All of these shows can be guiltily entertaining. But whether it belongs to man or beast, such cult-of-personality pomp divests nature shows of all their, well, naturalness. I was reminded of this on a fall trip to the Western North Carolina Nature Center, where two turtles were putting on their own show for visitors, mating as sweetly and slowly as only two turtles on a Sunday afternoon could do.

Most other regional critters copulate far from the public eye—and in some marvelously unusual ways, says Gary Peeples, public-affairs specialist for the U.S. Fish & Wildlife Service’s Asheville office.
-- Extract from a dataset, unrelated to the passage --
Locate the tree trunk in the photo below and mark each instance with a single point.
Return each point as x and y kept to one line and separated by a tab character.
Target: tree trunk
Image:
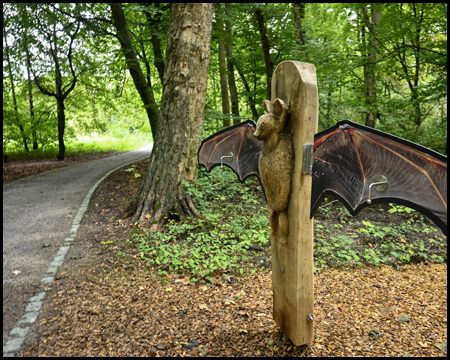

He recently shared some of his subjects’ more interesting romantic tactics. “The sicklefin redhorse, a fish species found only in the Little Tennessee and Hiwassee River basins of Western North Carolina and north Georgia, spawns in a trio,” says Peeples, who also hosts WNCW radio’s nature interlude, The Southern Appalachian Creature Feature.

The sicklefin ménage à trois—involving two males and a female—happens more for efficiency’s sake than for fun, according to a 2006 article by Becky Johnson in the Smoky Mountain News: The endangered fish, she writes, “take no chances that the eggs aren’t fertilized by the time they’re through.”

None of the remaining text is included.